Karen Nakamura (born October 23, 1970) is an American academic, author, filmmaker, photographer and the Robert and Colleen Haas Distinguished Chair of Disability Studies and Professor of Anthropology at University of California, Berkeley. Previously she was associate professor of Anthropology and East Asian Studies and Chair of LGBT Studies at Yale University.

==Work==
Nakamura was awarded a B.A. in psychology from Cornell University in 1993. She continued her studies at Yale University, earning an M.Phil. in Socio-Cultural Anthropology in 1998. She was awarded her Ph.D. at Yale in 2001.

Nakamura is currently the Robert and Colleen Haas Distinguished Chair of Disability Studies and Professor of Anthropology at University of California, Berkeley. She has previously worked at Yale University, Macalester College, and Bowdoin College as well as a brief stint working for Canon/NeXT and heading her own company, Global Mapping Systems.

==Selected works==
In a statistical overview derived from writings by and about Karen Nakamura, OCLC/WorldCat encompasses roughly 9 works in 10+ publications in 1 language and 400+ library holdings.

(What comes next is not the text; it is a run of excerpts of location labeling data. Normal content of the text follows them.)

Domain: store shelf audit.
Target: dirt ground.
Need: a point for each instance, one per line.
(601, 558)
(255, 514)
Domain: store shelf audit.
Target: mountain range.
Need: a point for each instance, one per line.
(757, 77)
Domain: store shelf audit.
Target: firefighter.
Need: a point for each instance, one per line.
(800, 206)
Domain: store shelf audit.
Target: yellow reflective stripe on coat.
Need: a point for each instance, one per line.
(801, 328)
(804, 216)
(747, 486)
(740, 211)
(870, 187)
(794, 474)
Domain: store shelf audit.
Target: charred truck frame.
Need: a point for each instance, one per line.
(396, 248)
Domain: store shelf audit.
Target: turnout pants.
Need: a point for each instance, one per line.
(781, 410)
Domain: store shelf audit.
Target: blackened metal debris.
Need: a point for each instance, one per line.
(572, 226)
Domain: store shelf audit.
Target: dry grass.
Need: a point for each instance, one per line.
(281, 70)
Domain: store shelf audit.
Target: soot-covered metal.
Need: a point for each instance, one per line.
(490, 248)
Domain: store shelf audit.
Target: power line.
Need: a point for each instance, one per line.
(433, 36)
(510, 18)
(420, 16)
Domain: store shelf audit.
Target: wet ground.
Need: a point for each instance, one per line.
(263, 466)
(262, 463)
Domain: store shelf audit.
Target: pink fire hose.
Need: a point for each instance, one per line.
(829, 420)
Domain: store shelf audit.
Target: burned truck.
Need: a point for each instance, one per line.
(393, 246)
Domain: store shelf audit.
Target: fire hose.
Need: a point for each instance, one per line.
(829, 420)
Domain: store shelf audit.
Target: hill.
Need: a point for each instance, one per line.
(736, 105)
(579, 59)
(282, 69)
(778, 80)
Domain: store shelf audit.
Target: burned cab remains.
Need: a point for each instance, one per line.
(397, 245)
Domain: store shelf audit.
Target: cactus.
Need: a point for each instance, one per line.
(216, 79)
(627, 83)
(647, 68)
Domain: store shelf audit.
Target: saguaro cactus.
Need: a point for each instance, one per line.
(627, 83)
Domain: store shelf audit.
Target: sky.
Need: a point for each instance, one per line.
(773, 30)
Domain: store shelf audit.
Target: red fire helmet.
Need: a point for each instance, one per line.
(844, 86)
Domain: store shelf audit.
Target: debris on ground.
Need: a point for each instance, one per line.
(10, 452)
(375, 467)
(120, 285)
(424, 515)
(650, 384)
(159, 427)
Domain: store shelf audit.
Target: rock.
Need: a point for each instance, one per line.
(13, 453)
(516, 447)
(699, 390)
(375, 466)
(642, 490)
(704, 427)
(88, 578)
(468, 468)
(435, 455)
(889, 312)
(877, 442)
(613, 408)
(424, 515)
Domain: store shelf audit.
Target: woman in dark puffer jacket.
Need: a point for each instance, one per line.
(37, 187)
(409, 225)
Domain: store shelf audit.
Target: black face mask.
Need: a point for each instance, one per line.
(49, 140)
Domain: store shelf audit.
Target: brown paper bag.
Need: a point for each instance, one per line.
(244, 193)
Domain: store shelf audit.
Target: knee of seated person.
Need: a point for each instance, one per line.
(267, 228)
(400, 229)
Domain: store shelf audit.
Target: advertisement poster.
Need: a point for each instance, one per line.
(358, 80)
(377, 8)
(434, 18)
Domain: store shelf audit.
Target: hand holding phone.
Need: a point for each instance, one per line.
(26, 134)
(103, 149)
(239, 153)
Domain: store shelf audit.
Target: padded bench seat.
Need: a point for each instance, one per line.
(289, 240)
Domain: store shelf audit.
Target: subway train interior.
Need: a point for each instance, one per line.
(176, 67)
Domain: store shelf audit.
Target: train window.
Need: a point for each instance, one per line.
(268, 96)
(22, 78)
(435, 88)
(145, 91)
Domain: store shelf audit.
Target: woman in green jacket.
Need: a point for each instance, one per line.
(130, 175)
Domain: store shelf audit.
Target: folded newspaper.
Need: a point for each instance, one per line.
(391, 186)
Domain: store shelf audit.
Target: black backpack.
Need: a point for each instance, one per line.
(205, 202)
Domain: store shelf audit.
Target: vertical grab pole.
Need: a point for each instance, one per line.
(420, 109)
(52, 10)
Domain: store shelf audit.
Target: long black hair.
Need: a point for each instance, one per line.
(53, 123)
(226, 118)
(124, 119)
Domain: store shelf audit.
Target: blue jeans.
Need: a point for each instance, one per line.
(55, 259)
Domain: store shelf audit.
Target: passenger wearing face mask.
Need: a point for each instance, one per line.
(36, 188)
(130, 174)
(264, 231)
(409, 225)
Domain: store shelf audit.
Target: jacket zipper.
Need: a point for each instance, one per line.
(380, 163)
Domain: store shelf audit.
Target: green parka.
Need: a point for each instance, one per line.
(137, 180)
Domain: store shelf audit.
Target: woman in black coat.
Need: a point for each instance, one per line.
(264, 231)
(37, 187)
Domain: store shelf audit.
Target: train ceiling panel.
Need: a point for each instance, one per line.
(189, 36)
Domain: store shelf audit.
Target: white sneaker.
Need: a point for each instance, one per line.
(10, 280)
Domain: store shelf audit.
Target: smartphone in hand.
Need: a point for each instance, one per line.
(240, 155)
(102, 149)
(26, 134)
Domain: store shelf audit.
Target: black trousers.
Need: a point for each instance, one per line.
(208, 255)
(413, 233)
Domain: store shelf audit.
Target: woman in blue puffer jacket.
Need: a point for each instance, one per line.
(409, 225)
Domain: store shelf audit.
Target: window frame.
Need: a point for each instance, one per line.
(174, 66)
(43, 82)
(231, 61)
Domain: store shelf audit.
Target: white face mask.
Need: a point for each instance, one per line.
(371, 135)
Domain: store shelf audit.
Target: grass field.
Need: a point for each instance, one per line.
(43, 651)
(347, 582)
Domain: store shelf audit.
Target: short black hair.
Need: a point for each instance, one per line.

- "A Disability of the Soul : an Ethnography of Schizophrenia and Mental Illness in Contemporary Japan" (2013)
- Deaf in Japan: Signing and the Politics of Identity (2006)
- Deaf Identities, Sign Languages, and Minority Social Movement Politics in Modern Japan (1868-2000) (2001)
- About American Sign Language (2006)
- Deaf Resource Library (2009)

==Honors==
- Association for Asian Studies, John Whitney Hall Book Prize, 2008
- Abe Fellowship, Social Science Research Council and Japan Foundation Center for Global Partnership, 2003
- In 2022, Nakamura was named by Carnegie Corporation of New York as an honoree of the Great Immigrants Awards.